Söz konusu ihtiyaçların arasında dinî vecibeleri yerine getirmek maksadıyla, dinî hizmetler sunacak imam veya din görevlisi ihtiyacıydı. Dolayısıyla imam yetiştirme konusu, Avrupa’nın merkezi olan Belçika’yı sürekli bir şekilde meşgul etmiştir. Kral Baudouin döneminde petrol ihtiyacından dolayı Suudi Arabistan’a şirin görünmek amacıyla 1974 yılında İslâm dinini resmen ikinci din kabul etmesiyle Belçika,[3] Avusturya’dan sonra İslâm dinini resmen tanıyan Avrupa’nın ikinci ülkesi olmuştur. Böylelikle 1976 yılında İslâm Dini Eğitim Programı, Belçika’nın milli eğitimine bağlı ilk, orta ve lise okullarının ders müfredatına girmiş, dini eğitim veren ilk öğretmen ve din görevlileri göreve başlamıştır. Dün ve bugün, Belçika’nın cami ve okullarında dinî hizmet veren görevliler, nasıl temin edilmiştir? Bunları hangi kurumlar yetiştirmiştir? Belçika otoritesi hangi kriterlere uygun din görevlisi veya imamların yetişmesini istiyor? İmam yetiştirme sorunu nasıl çözülür? Bu ve benzeri sorulara cevap vermek amacıyla bu aylık yazımızda kaleme alınmıştır.
1. BELÇİKA’DA İMÂMLIK veya DİN GÖREVLİĞİNİN TARİHÇESİ
Belçika yetmişli yıllarda İslâm dinini resmen tanımasıyla, imamlık ve Din görevlisinin meşruluğunu da kabul etmiş oldu.

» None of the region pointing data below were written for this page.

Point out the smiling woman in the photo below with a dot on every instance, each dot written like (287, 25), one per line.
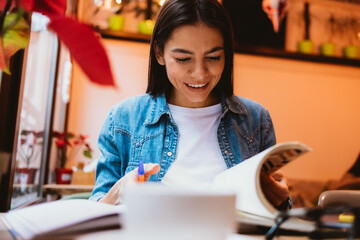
(194, 58)
(189, 121)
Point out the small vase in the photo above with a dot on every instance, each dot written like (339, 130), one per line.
(63, 175)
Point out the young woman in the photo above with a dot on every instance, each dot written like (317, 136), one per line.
(189, 122)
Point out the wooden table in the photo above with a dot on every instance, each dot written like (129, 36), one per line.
(59, 190)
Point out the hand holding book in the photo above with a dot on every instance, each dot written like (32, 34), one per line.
(274, 187)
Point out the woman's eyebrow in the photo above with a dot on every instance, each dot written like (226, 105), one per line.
(180, 50)
(215, 49)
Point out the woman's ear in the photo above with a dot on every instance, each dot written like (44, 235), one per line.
(158, 54)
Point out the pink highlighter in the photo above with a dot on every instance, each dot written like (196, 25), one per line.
(141, 172)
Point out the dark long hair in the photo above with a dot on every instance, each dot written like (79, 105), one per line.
(176, 13)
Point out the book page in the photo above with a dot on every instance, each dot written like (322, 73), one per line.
(244, 178)
(66, 215)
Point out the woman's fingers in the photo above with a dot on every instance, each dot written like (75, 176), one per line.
(274, 187)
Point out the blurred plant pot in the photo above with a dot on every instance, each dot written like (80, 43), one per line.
(350, 51)
(25, 175)
(63, 175)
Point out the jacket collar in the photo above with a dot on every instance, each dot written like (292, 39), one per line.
(158, 107)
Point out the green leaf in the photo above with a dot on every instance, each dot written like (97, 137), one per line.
(87, 154)
(15, 38)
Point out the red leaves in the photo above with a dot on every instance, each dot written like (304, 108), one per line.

Ancak ülkede imamları yetiştiren kurumların bulunmamasından dolayı, imamların İslâm ülkelerinden getirilmesine izin vermiştir. İslâm dininin tanınmasına paralel olarak Suudi Arabistan krallığı tarafından Brüksel’de kurulan ve Rabıta’nın[4] kontrolü altında tutulan İslâm Kültür Merkezi, Kuzey Afrika’dan gelen Fas, Cezayir, Tunus ve bazen de Mısırlı imamlarını Belçika’daki bir kısım camilere tayin etmesiyle camilerin idare ve organizesi konusunda önemli rol oynamıştır.[5] T.C. Diyanet İşleri Başkanlığı’na bağlı Türk camilerine ise Din hizmetleri müşavirliği aracıyla ülkemizden gelen imamların tayini gerçekleşmiştir.[6] Belçika’da bulunan sivil toplum kuruluşları ve bazı İslâmî cemaatler de kendilerine bağlı camilere inisiyatiflerini kullanarak ya ülkelerinden emekli imam ya da kendilerinin yetiştirdikleri kimseleri imam tayin etmişlerdir.[7]

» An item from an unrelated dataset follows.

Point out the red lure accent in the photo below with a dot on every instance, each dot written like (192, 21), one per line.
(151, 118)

Ne var ki dış ülkelerden Belçika’ya getirilen söz konusu imamlar, bir taraftan ülkesinden aldığı kültür ve Din anlayışının farklı oluşu, diğer taraftan da geldiği ülkenin hayat şartlarını, kanunlarını bilmemesi, ülkenin sosyo-politik ve kültürel yapısından habersiz olması ve dilini konuşamaması nedeniyle birçok sorunu beraberinde getirmiştir.[8] hatta bazen anlaşmazlıklara ve ülkenin bulunduğu konumuma uymayan Dinî söylemlerin ve fetvaların yaygınlaşmasına neden olmuştur. Bu durumu fark eden Belçika, dış ülkelerden gelen imamların yerine, toplumla gerek dil yönüyle gerekse kültür açısından kolayca iletişim kurabilecek imamların var olabilmesi için söz konusu görevi üstlenecek kişilerin Belçika’da yetiştirilmelerinin daha doğru ve gerçekçi olacağı ve farklılıktan kaynaklanan anlaşmazlıkların bu şekilde kalkacağını vurgulayarak bu alanda formasyon verecek eğitim kurumlarının açılmasını öngördü. Aslında Belçika otoritesi bu kararıyla iki hedefin gerçekleşmesini planlıyordu.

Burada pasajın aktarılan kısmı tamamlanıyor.